Entretanto, abalado fica o coração desses infelizes. Eles hesitam, vacilam,
agitados por sentimentos contrários. Se predomina a boa resolução, oram a Deus,
imploram aos bons Espíritos que lhes dêem forças, no momento mais decisivo da
prova.
Por fim após
anos de meditações e preces, o Espírito se aproveita de um corpo em preparo na
família daquele a quem detestou, e pede aos Espíritos incumbidos de transmitir
as ordens superiores permissão para ir preencher na Terra os destinos daquele
corpo que acaba de formar-se. Qual será o seu procedimento na família
escolhida? Dependerá da sua maior ou menor persistência nas boas resoluções que
tomou. O incessante contacto com seres a quem odiou constitui prova terrível,
sob a qual não raro sucumbe, se não tem ainda bastante forte a vontade. Assim,
conforme prevaleça ou não a resolução boa, ele será o amigo ou inimigo daqueles
entre os quais foi chamado a viver. É como se explicam esses ódios, essas
repulsões instintivas que se notam da parte de certas crianças e que parecem
injustificáveis. Nada, com efeito, naquela existência há podido provocar
semelhante antipatia; para se lhe apreender a causa, necessário se torna volver
o olhar ao passado.
Ó espíritas!
Compreendei agora o grande papel da Humanidade; compreendei que, quando
produzis um corpo, a alma que nele encarna vem do espaço para progredir;
inteirai-vos dos vossos deveres e ponde todo o vosso amor em aproximar de Deus
essa alma; tal a missão que vos está confiada e cuja recompensa recebereis, se
fielmente a cumprirdes. Os vossos cuidados e a educação que lhe dareis
auxiliarão o seu aperfeiçoamento e o seu bem-estar futuro. Lembrai-vos de que a
cada pai e a cada mãe perguntará Deus: Que fizestes do filho confiado à vossa
guarda? Se por culpa vossa ele se conservou atrasado, tereis como castigo vê-lo
entre os Espíritos sofredores, quando de vós dependia que fosse ditoso. Então,
vós mesmos, assediados de remorsos, pedireis vos seja concedido reparar a vossa
falta; solicitareis, para vós e para ele, outra encarnação em que o cerqueis de
melhores cuidados e em que ele, cheio de reconhecimento, vos retribuirá com o
seu amor.
Não escorraceis,
pois, a criancinha que repele sua mãe, nem a que vos paga com a ingratidão; não
foi o acaso que a fez assim e que vo-la deu. Imperfeita intuição do passado se
revela, do qual podeis deduzir que um ou outro já odiou muito, ou foi muito
ofendido; que um ou outro veio para perdoar ou para expiar. Mães! Abraçai o
filho que vos dá desgostos e dizei convosco mesmas: Um de nós dois é culpado.

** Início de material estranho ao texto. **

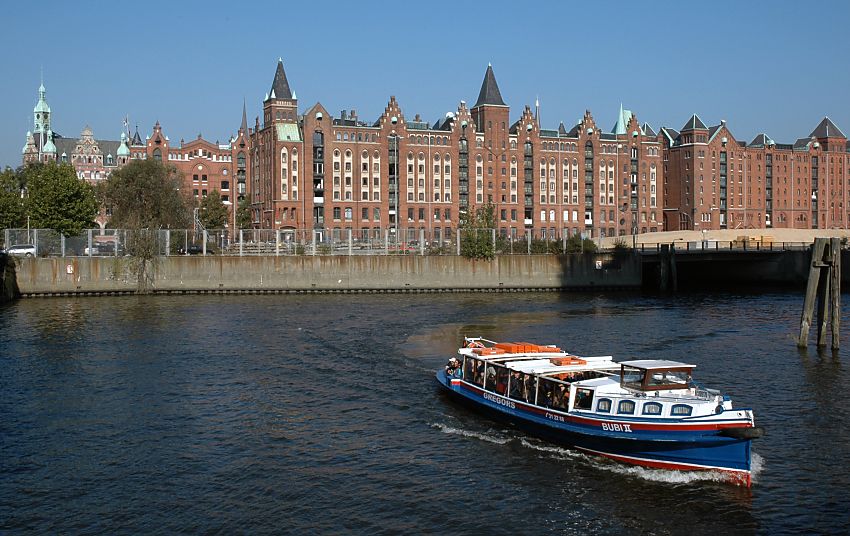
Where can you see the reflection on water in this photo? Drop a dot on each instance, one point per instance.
(320, 414)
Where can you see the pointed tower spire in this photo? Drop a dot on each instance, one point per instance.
(490, 93)
(280, 85)
(244, 127)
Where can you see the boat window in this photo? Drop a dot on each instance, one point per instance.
(626, 406)
(497, 379)
(584, 398)
(681, 410)
(474, 371)
(632, 377)
(652, 408)
(669, 379)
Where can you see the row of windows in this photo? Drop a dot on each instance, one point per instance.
(627, 407)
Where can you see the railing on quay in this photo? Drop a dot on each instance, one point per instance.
(704, 246)
(282, 242)
(384, 241)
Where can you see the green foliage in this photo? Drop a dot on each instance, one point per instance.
(57, 199)
(575, 244)
(621, 247)
(213, 213)
(476, 232)
(12, 212)
(145, 194)
(243, 214)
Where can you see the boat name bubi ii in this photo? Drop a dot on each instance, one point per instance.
(644, 412)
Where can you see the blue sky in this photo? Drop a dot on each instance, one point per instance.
(776, 67)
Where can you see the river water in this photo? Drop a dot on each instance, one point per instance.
(320, 414)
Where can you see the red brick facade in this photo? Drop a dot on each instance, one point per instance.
(334, 174)
(717, 182)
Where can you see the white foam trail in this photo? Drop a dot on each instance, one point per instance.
(477, 435)
(661, 475)
(645, 473)
(756, 466)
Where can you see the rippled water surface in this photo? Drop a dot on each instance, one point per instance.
(320, 414)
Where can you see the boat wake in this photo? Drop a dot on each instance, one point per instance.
(598, 462)
(490, 436)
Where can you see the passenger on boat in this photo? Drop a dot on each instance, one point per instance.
(558, 400)
(546, 395)
(516, 386)
(453, 369)
(529, 388)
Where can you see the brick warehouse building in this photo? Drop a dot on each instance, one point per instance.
(334, 174)
(717, 182)
(205, 166)
(313, 172)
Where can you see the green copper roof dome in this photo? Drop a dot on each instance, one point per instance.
(123, 150)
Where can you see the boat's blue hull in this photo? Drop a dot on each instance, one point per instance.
(674, 444)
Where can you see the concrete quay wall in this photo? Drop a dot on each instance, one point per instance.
(83, 275)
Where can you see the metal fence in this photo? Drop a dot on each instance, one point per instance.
(271, 242)
(383, 241)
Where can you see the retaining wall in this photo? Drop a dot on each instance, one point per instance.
(72, 275)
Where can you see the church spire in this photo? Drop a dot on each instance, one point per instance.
(280, 85)
(489, 90)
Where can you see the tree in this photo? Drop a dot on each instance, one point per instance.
(476, 232)
(144, 197)
(243, 214)
(213, 213)
(57, 199)
(145, 194)
(12, 212)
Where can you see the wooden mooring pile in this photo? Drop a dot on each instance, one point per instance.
(825, 284)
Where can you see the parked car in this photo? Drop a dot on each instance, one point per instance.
(21, 250)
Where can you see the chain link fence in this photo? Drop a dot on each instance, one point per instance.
(281, 242)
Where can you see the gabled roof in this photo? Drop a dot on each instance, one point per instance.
(694, 123)
(827, 129)
(137, 140)
(671, 134)
(712, 131)
(287, 132)
(802, 144)
(762, 140)
(489, 93)
(622, 121)
(280, 85)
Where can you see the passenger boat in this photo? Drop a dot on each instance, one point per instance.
(644, 412)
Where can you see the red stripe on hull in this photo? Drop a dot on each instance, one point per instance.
(577, 419)
(743, 478)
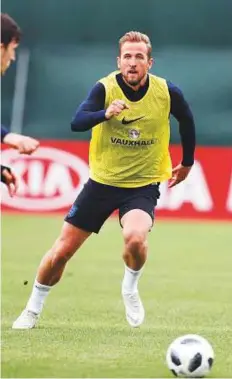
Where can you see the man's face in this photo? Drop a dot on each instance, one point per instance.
(133, 62)
(7, 55)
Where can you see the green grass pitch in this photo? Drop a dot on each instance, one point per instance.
(186, 288)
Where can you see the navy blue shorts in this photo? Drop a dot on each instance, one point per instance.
(97, 201)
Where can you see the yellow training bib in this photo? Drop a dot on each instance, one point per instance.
(132, 149)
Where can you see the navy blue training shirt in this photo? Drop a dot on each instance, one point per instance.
(91, 113)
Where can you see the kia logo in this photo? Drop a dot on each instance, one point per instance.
(50, 179)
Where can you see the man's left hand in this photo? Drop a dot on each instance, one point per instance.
(179, 173)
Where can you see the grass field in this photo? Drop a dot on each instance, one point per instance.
(186, 288)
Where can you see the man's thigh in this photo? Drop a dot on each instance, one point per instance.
(92, 207)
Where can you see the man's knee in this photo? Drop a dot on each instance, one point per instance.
(135, 241)
(61, 252)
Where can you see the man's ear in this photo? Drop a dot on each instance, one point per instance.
(119, 63)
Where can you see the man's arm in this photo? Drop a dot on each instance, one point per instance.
(9, 178)
(91, 112)
(181, 111)
(4, 132)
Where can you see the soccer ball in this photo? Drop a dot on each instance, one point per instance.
(190, 356)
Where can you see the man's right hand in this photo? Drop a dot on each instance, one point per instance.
(24, 144)
(10, 180)
(115, 108)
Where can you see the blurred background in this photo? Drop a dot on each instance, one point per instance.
(69, 44)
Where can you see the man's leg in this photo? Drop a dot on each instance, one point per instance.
(49, 273)
(136, 225)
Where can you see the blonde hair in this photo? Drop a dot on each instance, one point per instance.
(136, 37)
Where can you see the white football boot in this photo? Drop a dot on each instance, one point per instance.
(27, 320)
(134, 309)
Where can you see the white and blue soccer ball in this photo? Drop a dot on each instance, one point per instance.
(190, 356)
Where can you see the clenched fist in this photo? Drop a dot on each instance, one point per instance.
(115, 108)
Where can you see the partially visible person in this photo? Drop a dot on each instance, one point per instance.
(10, 180)
(24, 144)
(10, 38)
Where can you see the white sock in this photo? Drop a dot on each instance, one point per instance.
(130, 280)
(39, 293)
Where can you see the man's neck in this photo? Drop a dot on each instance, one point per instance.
(139, 85)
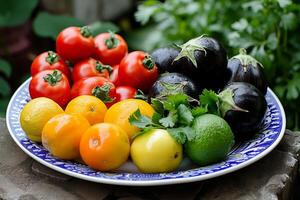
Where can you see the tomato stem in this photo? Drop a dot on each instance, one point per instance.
(112, 41)
(52, 57)
(53, 78)
(100, 67)
(148, 62)
(140, 95)
(103, 93)
(85, 31)
(243, 51)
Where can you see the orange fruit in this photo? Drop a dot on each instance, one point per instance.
(62, 133)
(92, 108)
(104, 147)
(120, 112)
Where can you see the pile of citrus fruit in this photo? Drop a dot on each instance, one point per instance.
(97, 103)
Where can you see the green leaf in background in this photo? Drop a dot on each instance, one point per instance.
(5, 67)
(4, 87)
(49, 25)
(15, 12)
(146, 39)
(100, 27)
(284, 3)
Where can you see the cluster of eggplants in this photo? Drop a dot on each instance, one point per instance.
(202, 59)
(202, 63)
(243, 106)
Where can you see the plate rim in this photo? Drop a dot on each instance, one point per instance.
(149, 182)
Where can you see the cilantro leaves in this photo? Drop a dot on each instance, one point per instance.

Fazei-vos merecedoras dos gozos divinos que Deus conjugou à maternidade,
ensinando aos vossos filhos que eles estão na Terra para se aperfeiçoar, amar e
bendizer. Mas, oh! muitas dentre vós, em vez de eliminar por meio da educação
os maus princípios inatos de existências anteriores, entretêm e desenvolvem
esses princípios, por uma culposa fraqueza, ou por descuido, e, mais tarde, o
vosso coração, ulcerado pela ingratidão dos vossos filhos, será para vós, já
nesta vida, um começo de expiação.
A tarefa não é
tão difícil quanto vos possa parecer. Não exige o saber do mundo. Podem
desempenhá-la assim o ignorante como o sábio, e o Espiritismo lhe facilita o
desempenho, dando a conhecer a causa das imperfeições da alma humana.
Desde pequenina,
a criança manifesta os instintos bons ou maus que traz da sua existência
anterior. A estudá-los devem os pais aplicar-se. Todos os males se originam do
egoísmo e do orgulho. Espreitem, pois, os pais os menores indícios reveladores
do gérmen de tais vícios e cuidem de combatê-los, sem esperar que lancem raízes
profundas. Façam como o bom jardineiro, que corta os rebentos defeituosos à
medida que os vê apontar na árvore. Se deixarem se desenvolvam o egoísmo e o
orgulho, não se espantem de serem mais tarde pagos com a ingratidão. Quando os
pais hão feito tudo o que devem pelo adiantamento moral de seus filhos, se não
alcançam êxito, não têm de que se inculpar a si mesmos e podem conservar
tranqüila a consciência. À amargura muito natural que então lhes advém da
improdutividade de seus esforços, Deus reserva grande e imensa consolação, na
certeza de que se trata apenas de um retardamento, que concedido lhes será
concluir noutra existência a obra agora começada e que um dia o filho ingrato
os recompensará com seu amor. (Cap. XIII, nº 19.)
Deus não dá
prova superior às forças daquele que a pede; só permite as que podem ser
cumpridas. Se tal não sucede, não é que falte possibilidade: falta a vontade.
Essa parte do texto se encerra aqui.